Люди кругом цепенели от страха и шепотом передавали своим близким о новых и новых арестах, и эти же люди изображали из себя оптимистов, коллекционировали газетные портреты Сталина, распевали о нем песни. Верили ли миллионы людей в мудрость Сталина и во «врагов народа»? По‑видимому, и да, и нет — одновременно. Разумеется, в огромной стране были представлены все оттенки и степени веры и неверия, но господствовали страх, благоразумие и энтузиазм, напускной или искренний. К тому же все возрастало число людей, повязанных круговой порукой террора, в нем заинтересованных…

Мне и нескольким моим ближайшим друзьям такое состояние казалось непереносимо фальшивым. Нас, видимо, оскорбляла всеобщая трусость (хотя, по правде говоря, это, может быть, было следствием не столько нашего мужества, сколько нашей наивности). Кто‑то из нас, кажется, Леночка Владимирская, разыскал стихи «Гейне из Тамбова», и мы со смаком читали его сатирические куплеты:

Оставь барабан ребятишкам,
Целуй благонравно жену,
Спи сам и ничем не препятствуй
Других безмятежному сну.
Где только заслышишь тревогу,
Домой удирай поскорей,
И там лишь вперед продвигайся,
Где пользы немало твоей…[1]

Мы как бы адресовали эти стихи каким‑то своим современникам, очевидно подразумевая, что мы сами всегда будем вести себя иначе. Действительность оказалась сложнее и прозаичнее, а мы слабее, чем надеялись.
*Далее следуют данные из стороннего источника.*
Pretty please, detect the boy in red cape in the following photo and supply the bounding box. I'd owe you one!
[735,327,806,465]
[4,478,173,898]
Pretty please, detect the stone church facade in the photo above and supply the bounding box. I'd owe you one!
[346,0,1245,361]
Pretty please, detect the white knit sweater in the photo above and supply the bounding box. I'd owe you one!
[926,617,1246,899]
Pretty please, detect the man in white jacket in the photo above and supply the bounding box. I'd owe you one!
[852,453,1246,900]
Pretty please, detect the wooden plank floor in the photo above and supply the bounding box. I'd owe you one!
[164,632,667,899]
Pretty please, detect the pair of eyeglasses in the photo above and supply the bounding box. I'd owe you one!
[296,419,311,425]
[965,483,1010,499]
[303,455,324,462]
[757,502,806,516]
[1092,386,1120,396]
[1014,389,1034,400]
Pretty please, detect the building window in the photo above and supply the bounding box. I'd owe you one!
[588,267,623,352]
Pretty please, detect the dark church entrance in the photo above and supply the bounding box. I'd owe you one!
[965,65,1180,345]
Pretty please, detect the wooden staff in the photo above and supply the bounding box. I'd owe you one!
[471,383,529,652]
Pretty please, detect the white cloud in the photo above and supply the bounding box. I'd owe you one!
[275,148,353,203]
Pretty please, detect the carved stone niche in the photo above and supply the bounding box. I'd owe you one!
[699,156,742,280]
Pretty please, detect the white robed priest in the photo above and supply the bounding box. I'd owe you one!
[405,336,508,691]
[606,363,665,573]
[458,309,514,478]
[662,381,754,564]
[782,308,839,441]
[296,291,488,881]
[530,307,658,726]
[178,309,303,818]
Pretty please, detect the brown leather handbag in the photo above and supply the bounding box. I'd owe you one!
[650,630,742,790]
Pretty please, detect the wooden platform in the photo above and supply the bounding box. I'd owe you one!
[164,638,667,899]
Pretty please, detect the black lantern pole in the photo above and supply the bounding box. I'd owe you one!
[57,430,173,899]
Что до энтузиазма, как искреннего, так и напускного, то мы от него действительно освободились, кажется, навсегда. Еще осенью 1936‑го Леночка Владимирская спрашивала меня: «Имеем ли мы право в такое время заниматься литературой?» — она разумела время строительства социализма и угрозы со стороны мировой буржуазии. А к осени 37‑го нашим любимым писателем, моим и Лениным, стал Анатоль Франс; особенно заинтересовали нас такие его скептические вещи, как «Боги жаждут», «Остров пингвинов» и «Восстание ангелов». Позже мне разонравился и его цинизм, и его эстетизм, и его даже сентиментальность, его скольжение по поверхности вещей. Но тогда, в 1937 году, книги Анатоля Франса помогали нам освободиться от многих иллюзий. Тех, кто, как я, упивался когда‑то «93 годом» Виктора Гюго, чтение Франса и сопоставление с современностью наводило на интересные размышления, охлаждало детский романтизм…

Лет через тридцать мне довелось прочесть дневники де ла Бретонна — в его трусливо‑восторженных записях, относящихся к событиям 1793–1794 годов, я увидел совершенное подобие образа мыслей и речений советского обывателя 30‑х годов. Французский коммунист‑руссоист XVIII века переживал ту же трагедию веры‑неверия под страхом гильотины, что и русский коммунист‑марксист под страхом Лубянки.

  1. П. И. Вейнберг. Пародия на стихотворение Гейне «Стучи в барабан и не бойся…». Прим. ред.